How much we need this power of God’s word. We need this word like Job from our First Reading. Some of you might thing that it was such a sad and depressing piece of reading: ‘My days have passed and vanished, leaving no hope behind… my eyes will never again see joy.’ Why did we read it at this Mass? Did we read it to lose our hope and joy too? My Dear Friends! The Word of God is not reduced to giving us solutions and advice. The Word of God embraces us with the whole spectrum of our human experience. Job, the man who spoke those heart wrenching admissions, did it after his children were murdered, his estate levelled to the ground and leprosy inflicted him. Enough reason to be down, wasn’t it? Furthermore it might sound like a joke that after hearing his admissions we were singing the Psalm 146: ‘Praise the Lord for he is good, sing to our God for he is loving, to him our praise is due.’ Was it a joke? It was not a joke. It was an act of faith.
Additionally there is this question: Why did it all happen to Job? His three friends gave a ‘religious’ explanation: it was a punishment from God.
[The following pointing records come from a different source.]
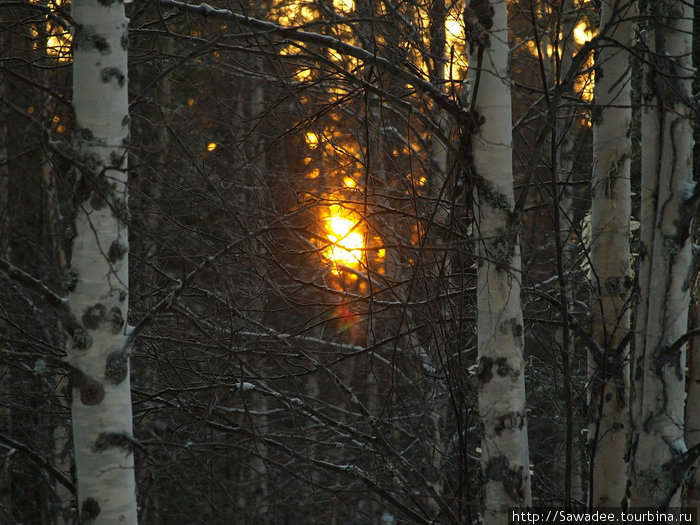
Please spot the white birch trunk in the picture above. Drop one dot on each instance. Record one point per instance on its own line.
(658, 466)
(101, 401)
(611, 279)
(504, 446)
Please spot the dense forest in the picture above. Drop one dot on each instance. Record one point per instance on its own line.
(346, 262)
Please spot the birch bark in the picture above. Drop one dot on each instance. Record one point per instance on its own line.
(97, 348)
(610, 256)
(660, 460)
(504, 445)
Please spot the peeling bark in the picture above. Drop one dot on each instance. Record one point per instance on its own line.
(504, 448)
(610, 257)
(101, 401)
(658, 448)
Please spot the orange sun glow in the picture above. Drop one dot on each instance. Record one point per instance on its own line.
(342, 230)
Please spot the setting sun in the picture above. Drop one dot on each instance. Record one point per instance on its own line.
(347, 241)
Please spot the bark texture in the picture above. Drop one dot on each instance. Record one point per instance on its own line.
(658, 450)
(504, 448)
(98, 277)
(611, 277)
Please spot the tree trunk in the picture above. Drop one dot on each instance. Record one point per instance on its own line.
(692, 411)
(659, 460)
(97, 349)
(504, 445)
(610, 277)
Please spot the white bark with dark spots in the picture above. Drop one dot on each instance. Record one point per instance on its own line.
(98, 302)
(504, 448)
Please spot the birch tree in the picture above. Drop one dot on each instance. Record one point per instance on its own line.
(98, 299)
(610, 255)
(504, 448)
(660, 459)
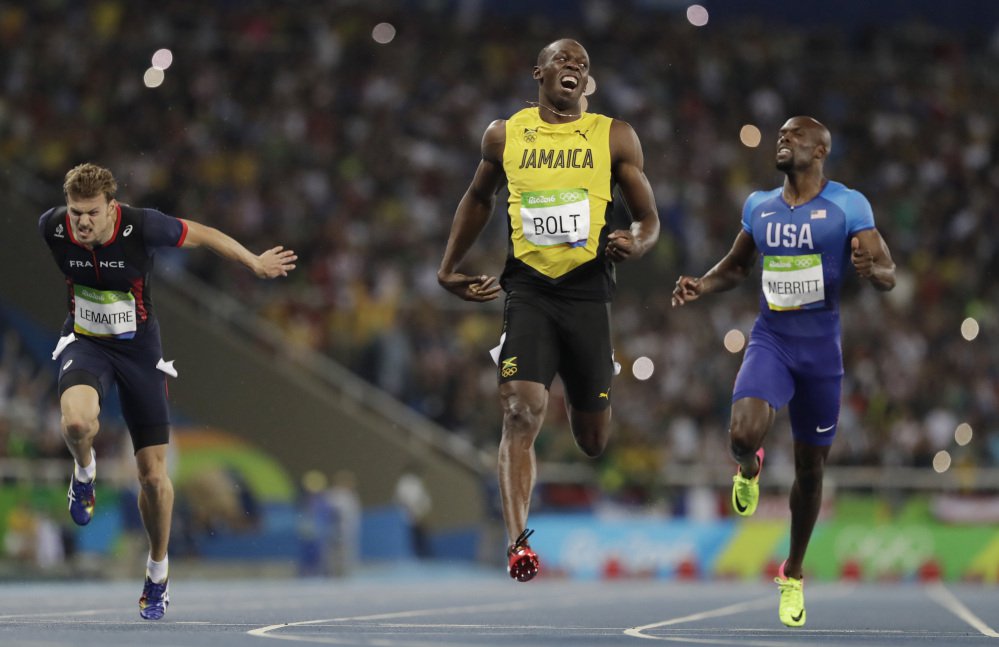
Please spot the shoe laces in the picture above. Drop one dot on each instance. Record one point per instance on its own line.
(82, 491)
(788, 584)
(521, 542)
(154, 592)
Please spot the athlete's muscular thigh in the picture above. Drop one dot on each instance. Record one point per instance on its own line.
(751, 419)
(80, 406)
(524, 406)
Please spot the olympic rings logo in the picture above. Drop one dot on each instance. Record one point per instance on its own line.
(885, 549)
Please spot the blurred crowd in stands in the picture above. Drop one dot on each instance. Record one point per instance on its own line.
(288, 123)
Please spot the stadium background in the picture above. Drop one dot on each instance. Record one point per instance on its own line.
(291, 123)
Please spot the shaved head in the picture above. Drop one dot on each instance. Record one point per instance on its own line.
(816, 128)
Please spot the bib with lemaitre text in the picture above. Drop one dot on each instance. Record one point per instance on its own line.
(794, 282)
(104, 313)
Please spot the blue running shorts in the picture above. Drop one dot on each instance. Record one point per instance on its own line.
(805, 373)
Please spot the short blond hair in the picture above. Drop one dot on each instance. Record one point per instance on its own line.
(88, 181)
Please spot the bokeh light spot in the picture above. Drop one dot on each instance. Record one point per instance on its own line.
(734, 341)
(941, 461)
(643, 368)
(383, 33)
(697, 15)
(970, 328)
(750, 136)
(963, 434)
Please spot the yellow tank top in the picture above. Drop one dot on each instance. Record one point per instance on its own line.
(559, 178)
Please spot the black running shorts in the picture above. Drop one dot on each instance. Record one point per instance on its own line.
(130, 365)
(546, 335)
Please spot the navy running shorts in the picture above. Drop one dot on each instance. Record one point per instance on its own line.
(130, 365)
(804, 373)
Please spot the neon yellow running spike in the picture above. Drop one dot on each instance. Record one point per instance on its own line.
(746, 492)
(792, 599)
However Job was convinced that he didn’t offend God and he was right. His wife gave his even ‘better’ advice: ‘Curse God and die.’ However Job didn’t give an ear to that either. When suffering in spirit, mind and body he lamented his condition but clang to his faith that God is good, merciful and just. When we read and listen to this sad passage from the Bible we are invited to hold fast, like Job did, to what God has revealed about himself and us. Even if your ‘good’ friends around you, and in your head, tell you to abandon your trust in Jesus, turn to our good Lord and Saviour and invite him to your situations like Peter did in the Gospel. Peter’s mother-in-law was suffering from fever. Maybe two years ago we wouldn’t think about fever as something serious but now having lived through the COVID – 19 pandemic we can appreciate the distress of the Peter’s family better.
My Dear fellow believers! When Job suffered he was still in God’s embrace, though it didn’t feel like that. When Peter’s mother-in-law suffered she was embraced by Jesus. As we are entering the Liturgy of the Eucharist now we do so with everything happening in our lives. However whether it feels like we are on the top of the world or in the valley of darkness we are celebrating the Eucharist which is a thanksgiving. With Jesus taking bread and wine into his hands we also present ourselves and with Jesus we do it with thanksgiving. ‘Praise the Lord for he is good, sing to our God for he is loving, to him our praise is due.’ Is it a joke? It is not. It is an act of faith exceeding far that of the people of Athens.